Jean-Bernard Durand, MD
Jean-Bernard Durand, MD
Certain treatments for patients with HER2-positive breast cancer can increase the risk of cardiovascular events or injury, but there are strategies for protecting patients’ hearts from anthracyclines and HER2-targeted therapies, Jean-Bernard Durand, MD, said in a presentation during the 2018 Annual Miami Breast Cancer Conference.

One of the simpler preventative measures Durand implored community oncologists to do is encourage their patients to continue with an exercise routine during cancer treatment as it strengthens the heart. More importantly though, he says, is recognizing the symptoms as soon as possible by conducting a complete medical exam and history during the first appointment with a new patient.

In a second presentation, Durand discussed the possibility of repairing cardiac damage in patients with HER2-positive breast cancer. He assured that with proper management of comorbidities, as well as using a multidisciplinary approach, extending the survival of these patients is possible.

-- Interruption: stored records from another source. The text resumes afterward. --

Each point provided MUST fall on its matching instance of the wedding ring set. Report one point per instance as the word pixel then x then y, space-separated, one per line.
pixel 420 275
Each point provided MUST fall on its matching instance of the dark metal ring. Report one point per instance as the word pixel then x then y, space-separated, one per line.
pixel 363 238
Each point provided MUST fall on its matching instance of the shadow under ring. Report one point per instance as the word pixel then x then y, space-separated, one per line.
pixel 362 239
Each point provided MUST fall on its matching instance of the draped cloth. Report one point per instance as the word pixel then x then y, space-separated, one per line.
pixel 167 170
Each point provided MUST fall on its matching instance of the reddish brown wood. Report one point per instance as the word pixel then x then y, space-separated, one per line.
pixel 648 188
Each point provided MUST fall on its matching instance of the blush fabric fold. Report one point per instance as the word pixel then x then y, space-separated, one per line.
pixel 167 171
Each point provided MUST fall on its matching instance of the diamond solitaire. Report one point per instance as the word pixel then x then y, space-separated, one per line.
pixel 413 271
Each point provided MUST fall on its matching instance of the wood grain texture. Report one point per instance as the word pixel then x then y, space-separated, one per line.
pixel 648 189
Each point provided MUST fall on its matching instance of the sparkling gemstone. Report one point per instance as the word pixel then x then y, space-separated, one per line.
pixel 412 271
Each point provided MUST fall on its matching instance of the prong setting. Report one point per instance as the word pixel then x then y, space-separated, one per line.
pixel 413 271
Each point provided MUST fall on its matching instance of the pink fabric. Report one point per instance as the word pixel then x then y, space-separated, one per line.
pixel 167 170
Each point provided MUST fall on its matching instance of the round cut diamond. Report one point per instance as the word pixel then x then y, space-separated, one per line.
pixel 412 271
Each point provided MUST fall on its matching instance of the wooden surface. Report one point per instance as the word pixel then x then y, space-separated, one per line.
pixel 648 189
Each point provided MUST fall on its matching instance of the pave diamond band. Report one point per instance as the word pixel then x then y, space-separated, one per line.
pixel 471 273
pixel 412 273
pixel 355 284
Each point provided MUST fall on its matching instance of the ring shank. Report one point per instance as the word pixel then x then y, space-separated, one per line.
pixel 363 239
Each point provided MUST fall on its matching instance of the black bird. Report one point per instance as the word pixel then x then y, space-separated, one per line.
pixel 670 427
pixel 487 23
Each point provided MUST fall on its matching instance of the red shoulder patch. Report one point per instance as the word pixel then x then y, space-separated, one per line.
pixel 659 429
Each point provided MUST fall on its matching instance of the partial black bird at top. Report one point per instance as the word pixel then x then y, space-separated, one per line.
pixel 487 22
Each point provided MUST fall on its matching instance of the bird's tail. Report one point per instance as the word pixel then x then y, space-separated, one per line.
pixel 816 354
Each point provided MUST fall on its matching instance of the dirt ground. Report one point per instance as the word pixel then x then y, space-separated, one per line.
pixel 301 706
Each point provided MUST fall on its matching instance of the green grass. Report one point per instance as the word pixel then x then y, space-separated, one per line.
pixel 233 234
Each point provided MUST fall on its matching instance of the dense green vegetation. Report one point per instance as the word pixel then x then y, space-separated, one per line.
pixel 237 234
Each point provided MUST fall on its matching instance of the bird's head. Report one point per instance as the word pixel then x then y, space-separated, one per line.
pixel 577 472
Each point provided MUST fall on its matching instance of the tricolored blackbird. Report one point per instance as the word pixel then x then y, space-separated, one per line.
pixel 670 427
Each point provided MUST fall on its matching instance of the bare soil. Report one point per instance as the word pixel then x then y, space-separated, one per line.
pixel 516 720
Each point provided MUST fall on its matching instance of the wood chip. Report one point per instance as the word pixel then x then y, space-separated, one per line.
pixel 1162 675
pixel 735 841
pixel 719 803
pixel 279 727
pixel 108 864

In an interview with OncLive during the meeting, Durand, a professor in the Department of Cardiology at The University of Texas MD Anderson Cancer Center, discussed prevention, recognition, and treatment of patients with HER2-positive breast cancer who experience cardiac-related events prior to or during treatment.

OncLive: What are the main points of your presentation on protecting patients' hearts from anthracyclines and HER2-targeted therapies?

Durand: The take-home message is the importance of continuing HER2/neu therapy with minimal to zero toxicities. There has not been a lot of clinical data on how we can prevent toxicities from occurring. We have learned that routine heart failure therapies, such as ACE inhibitors and beta blockers, may have some protective role that could allow a patient to complete therapy without cardiovascular adverse events (AEs). Other things that we learned are the importance of giving a continuous infusion of doxorubicin, rather than giving a bolus infusion, in the amount of time that a patient is free of treatment. In other words, when anthracycline-based therapies are followed by HER2/neu therapies within 30 days, the incidence of injury to the heart is much higher than waiting 60 to 90 days.

Is there a way to predict whether a certain patient is going to experience these toxicities?

We know that 25% of these patients will express HER2 in the heart. Of the individuals who do express it, we know that they may have a predisposition to develop some sort of entry to the heart, which we now know is reversible. There may be predispositions, such as the presence of hypertension that is not adequately treated, diabetes that is not aggressively treated, a previous heart attack or any structural heart disease. If we can treat these prior to starting HER2/neu therapy, we can lower the incidence of toxicities. These are simple everyday measures that we can do.